Personally, it'd help me to better understand this and related proposals by seeing the API in context. Something like the following example sketches would help to span the space of beginner/intermediate projects:
- Simulations from NOC
- 2D game engine from scratch
- Raytracing from scratch
- Neural network from scratch
- Image compression with PCA
- FFT from scratch
Thanks @nickmcintyre for the helpful list! I also have a list of creative use cases for matrices, in an internal set of proposals that I haven't published yet. Actually, one of the reasons to postpone publishing is that I'm still working on demos to illustrate some of those use cases. (I'm also holding off on it because my plate is full with the vector issues listed in #8149 at the moment.)
My current plan is to include links to the starter demos from the published proposals. Currently, I expect to cover cellular automata and some neural network concepts. I already have a working demo for the new Transform class that illustrates some of its functionality. We may develop other demos as a community, such as the ones you mentioned, to further flesh out specific features.

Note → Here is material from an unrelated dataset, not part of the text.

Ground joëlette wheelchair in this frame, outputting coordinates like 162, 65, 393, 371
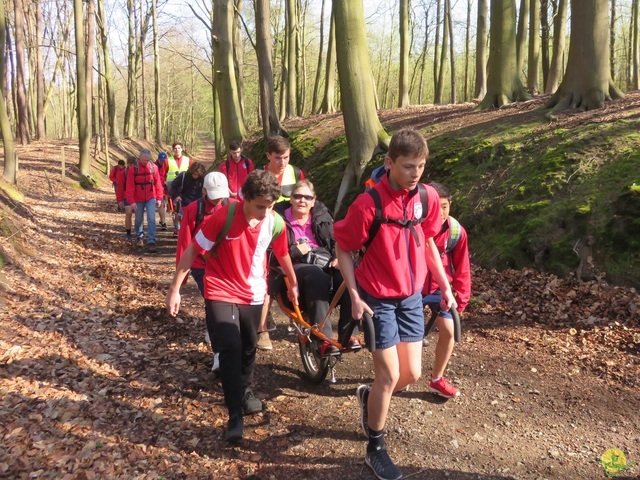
269, 263, 375, 384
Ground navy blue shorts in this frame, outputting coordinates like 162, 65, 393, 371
422, 290, 453, 320
360, 289, 424, 349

How does that plan sound to you?
- Partial broadcasting adds a lot of extra rules and special cases, which can make things confusing and harder to debug.

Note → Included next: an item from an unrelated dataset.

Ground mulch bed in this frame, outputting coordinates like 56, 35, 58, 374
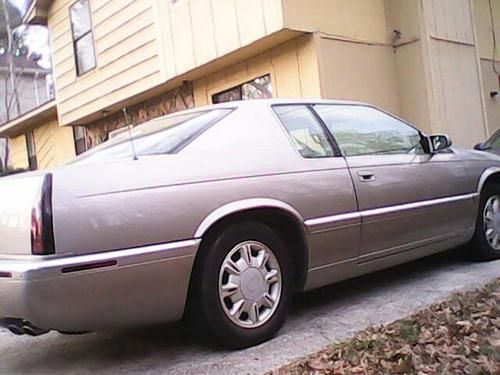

- On the other hand, standard broadcasting is simple, consistent, and easy to understand. It makes sure that when we work with vectors of different sizes, the results are predictable and make sense — especially for creative coding and sketching.
- By using standard broadcasting, we keep things clear and easy to use without adding extra work or forcing users to write their own helper functions.

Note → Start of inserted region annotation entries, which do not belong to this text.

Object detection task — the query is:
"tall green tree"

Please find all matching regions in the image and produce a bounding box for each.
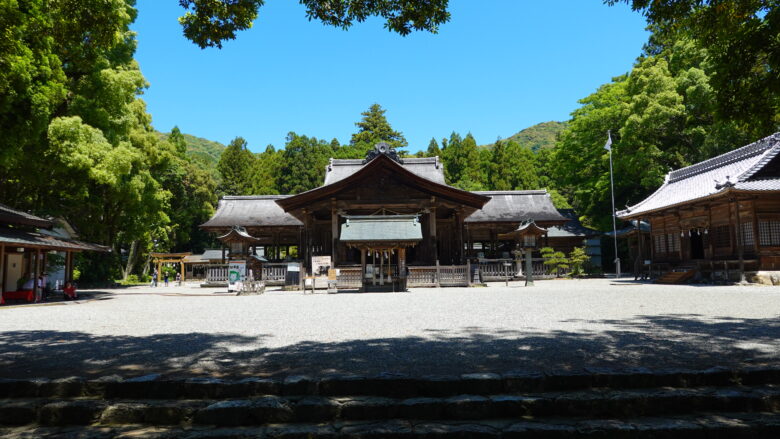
[606,0,780,138]
[552,39,750,228]
[279,132,334,194]
[349,104,409,157]
[179,0,450,49]
[217,137,255,195]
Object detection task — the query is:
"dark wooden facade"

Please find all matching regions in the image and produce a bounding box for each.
[201,143,568,274]
[618,134,780,277]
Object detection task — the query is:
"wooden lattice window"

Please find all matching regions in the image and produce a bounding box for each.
[712,225,731,248]
[742,223,756,247]
[666,233,680,253]
[653,235,666,254]
[758,220,780,247]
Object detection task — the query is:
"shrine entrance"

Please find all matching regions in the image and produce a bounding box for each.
[341,215,422,291]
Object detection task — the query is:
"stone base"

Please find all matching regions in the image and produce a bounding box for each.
[746,271,780,285]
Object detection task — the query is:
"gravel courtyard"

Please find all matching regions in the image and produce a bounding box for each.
[0,279,780,378]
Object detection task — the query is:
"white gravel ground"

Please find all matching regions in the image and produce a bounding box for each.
[0,279,780,377]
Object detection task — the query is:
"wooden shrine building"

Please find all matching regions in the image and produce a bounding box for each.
[201,143,568,288]
[618,133,780,279]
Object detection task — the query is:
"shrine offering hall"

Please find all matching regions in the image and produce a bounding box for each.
[201,143,570,290]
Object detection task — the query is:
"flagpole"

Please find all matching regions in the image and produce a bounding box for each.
[607,130,620,278]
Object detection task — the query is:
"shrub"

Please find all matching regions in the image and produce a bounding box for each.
[540,247,569,276]
[569,247,590,277]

Aligning with standard broadcasting is the best choice here.
I think we have consensus to use standard broadcasting when performing an operation on a vector with a 1D vector. So, for example, createVector(10,10,10).mult(createVector(2)) would return [20,20,20]. Similarly for other operations. It doesn't do this today, but there are no version 1 compatibility issues since it doesn't have 1D vectors.
The original proposal also includes broadcasting when using a scalar instead of a 1D vector. so createVector(10,10,10).mult(2) would also return [20,20,20]. Similarly for other operations. Corrently, only mult() and div() do this. Importantly, add() and sub() treat a single scalar parameter as the "x component of the vector to add/subtract", which is the documented version 1 behavior. This would be a behavior change from version 1, making them work like mult() and arguably improving consistency both internally and with other libraries. This is a subtle change and I want to make sure nobody is surprised by it. It can potentially break version 1 sketches, but I think most users would use code like v.x += 2 rather than the less obvious v.add(2) to add a value to only the first element of a vector.
I think there is also consensus to not do partial broadcasting, which can be ambiguous and confusing. Rather, an operation should throw an error if the vectors are incompatible. There will be a separate effort to define new operations to extend or truncate vectors to make them compatible (which the FES can refer users to once they are implemented).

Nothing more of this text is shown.